Posted February 10, 2015 at 9:37 pm

Winter is still about one third from being over and the threat of bad weather and/or weather related illness will exist for awhile. Local school officials are hoping they won’t have to miss many more days, if any, prior to the end of the 2014-15 school year.

However, with the days already missed, the calendar has already been extended a few days into the month of May and is expected to be amended at the next regular meeting of the board of education next Monday, according to Director of Pupil Personnel Julie York.

As of early this week, a total of six class days had been missed in Clinton County–for three different and varied reasons–but with the inclusion of some days becoming class days and the fact the district had two optional days in which it is not mandatory to make up, if no more school is missed the rest of the year, only three days would be added for students in the spring, from the initial May 18 last day for students to May 21.

The six days that classes have been dismissed so far include one day back in September when an early morning bomb threat prompted schools not to open at all that day.

Three days have been missed due to weather, or snow days, and two additional days were missed in late January due to the CCHS Lady Bulldogs’ participation in the All “A” State Tournament.

Two of the make-up days will be made up during the remainder of the school year starting this month as students will attend class on Monday and Tuesday, February 16 and 17. Those days had originally been non-class days for President’s Day and a teacher professional day.

York said the school calendar called for 172 student instructional days, but only 170 are mandatory, so the district had “two days to play with,” leaving only a couple to make up.
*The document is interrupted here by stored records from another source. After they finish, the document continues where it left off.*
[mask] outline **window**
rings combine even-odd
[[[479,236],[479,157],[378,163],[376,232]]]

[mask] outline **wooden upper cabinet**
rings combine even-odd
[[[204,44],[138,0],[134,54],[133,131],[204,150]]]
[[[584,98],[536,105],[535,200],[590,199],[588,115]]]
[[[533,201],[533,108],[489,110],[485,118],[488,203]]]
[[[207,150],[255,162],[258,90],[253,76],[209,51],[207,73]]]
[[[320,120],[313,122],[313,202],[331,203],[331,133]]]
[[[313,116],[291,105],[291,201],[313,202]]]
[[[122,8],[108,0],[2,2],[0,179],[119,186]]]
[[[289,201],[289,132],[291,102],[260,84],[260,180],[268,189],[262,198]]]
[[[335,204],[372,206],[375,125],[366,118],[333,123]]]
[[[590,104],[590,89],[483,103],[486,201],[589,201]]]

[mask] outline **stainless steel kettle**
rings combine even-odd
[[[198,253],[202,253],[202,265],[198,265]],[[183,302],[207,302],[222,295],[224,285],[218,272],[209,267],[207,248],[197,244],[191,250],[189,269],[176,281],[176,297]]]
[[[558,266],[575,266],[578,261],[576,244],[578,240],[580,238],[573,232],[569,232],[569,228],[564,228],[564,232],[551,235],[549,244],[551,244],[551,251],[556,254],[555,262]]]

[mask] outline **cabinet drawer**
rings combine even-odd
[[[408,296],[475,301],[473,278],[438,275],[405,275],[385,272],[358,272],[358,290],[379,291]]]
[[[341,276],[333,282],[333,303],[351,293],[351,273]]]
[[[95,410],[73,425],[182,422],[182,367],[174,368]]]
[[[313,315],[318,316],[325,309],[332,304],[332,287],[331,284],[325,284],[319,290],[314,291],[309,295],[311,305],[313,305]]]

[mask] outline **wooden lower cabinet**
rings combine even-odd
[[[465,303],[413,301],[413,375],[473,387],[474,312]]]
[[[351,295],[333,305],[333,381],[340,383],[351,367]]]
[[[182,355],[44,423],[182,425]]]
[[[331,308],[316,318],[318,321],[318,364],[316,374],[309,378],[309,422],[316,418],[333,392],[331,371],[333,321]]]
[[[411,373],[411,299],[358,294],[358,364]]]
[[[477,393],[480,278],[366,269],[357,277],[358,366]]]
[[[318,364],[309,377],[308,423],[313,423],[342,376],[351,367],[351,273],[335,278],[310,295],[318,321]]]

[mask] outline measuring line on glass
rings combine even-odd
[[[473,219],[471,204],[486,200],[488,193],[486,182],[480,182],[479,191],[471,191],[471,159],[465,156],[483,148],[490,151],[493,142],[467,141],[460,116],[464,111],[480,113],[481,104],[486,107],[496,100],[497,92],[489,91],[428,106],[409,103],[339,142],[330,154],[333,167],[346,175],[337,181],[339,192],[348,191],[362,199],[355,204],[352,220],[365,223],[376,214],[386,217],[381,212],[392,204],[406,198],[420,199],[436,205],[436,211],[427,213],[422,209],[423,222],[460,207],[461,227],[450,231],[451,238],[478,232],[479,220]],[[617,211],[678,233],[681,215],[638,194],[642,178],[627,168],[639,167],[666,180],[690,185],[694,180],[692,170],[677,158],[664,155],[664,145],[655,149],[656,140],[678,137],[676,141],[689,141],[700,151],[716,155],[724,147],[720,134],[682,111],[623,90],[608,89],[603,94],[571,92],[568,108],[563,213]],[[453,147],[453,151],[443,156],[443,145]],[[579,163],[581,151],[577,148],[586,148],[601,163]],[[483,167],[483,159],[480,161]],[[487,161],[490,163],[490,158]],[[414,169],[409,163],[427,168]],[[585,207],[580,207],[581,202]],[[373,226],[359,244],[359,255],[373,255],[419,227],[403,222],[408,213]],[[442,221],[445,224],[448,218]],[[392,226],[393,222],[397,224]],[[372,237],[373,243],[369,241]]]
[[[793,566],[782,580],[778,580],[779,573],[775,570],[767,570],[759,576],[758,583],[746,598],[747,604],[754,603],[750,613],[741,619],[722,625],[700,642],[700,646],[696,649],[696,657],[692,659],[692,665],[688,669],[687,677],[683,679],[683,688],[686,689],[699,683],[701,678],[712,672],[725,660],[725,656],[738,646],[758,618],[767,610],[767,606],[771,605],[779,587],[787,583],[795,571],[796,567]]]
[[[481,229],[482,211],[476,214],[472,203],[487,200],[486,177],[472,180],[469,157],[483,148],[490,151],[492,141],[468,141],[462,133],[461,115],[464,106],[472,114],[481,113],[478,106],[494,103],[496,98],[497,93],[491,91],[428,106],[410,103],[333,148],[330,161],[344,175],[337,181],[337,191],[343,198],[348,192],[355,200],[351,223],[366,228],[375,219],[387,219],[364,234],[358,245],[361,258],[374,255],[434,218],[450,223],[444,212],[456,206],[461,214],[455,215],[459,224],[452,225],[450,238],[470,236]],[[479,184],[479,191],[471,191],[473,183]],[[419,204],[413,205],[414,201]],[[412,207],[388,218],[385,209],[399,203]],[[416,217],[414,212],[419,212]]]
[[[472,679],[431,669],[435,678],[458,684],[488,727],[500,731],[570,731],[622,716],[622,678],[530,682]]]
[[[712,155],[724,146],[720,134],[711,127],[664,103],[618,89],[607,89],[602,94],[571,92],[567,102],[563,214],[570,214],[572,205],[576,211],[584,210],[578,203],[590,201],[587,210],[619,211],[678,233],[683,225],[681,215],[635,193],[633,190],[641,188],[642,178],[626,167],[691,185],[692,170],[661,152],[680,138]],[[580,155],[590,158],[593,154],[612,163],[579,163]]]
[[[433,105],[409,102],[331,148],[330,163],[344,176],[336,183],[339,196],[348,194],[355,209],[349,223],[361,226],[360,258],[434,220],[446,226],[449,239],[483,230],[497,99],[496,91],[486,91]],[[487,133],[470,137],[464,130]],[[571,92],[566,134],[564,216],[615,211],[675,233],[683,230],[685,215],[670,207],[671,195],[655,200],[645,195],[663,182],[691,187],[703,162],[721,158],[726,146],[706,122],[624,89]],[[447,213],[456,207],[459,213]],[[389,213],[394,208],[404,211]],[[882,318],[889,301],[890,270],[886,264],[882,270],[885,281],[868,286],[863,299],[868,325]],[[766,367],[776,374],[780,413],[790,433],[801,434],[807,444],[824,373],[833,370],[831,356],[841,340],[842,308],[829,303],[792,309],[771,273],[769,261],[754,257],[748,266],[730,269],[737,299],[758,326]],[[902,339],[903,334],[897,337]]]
With one day in the mix being an election day when there is no school in Kentucky, that day and the remaining two days will be added to the calendar at this point.

York emphasized that this new “revised” amended version of the school calendar, if approved by the board next week, would only be tentative, since there is still over three months until the end of school and many things could take place to cause classes to be cancelled later. Should that occur, the calendar would once again have to be revised.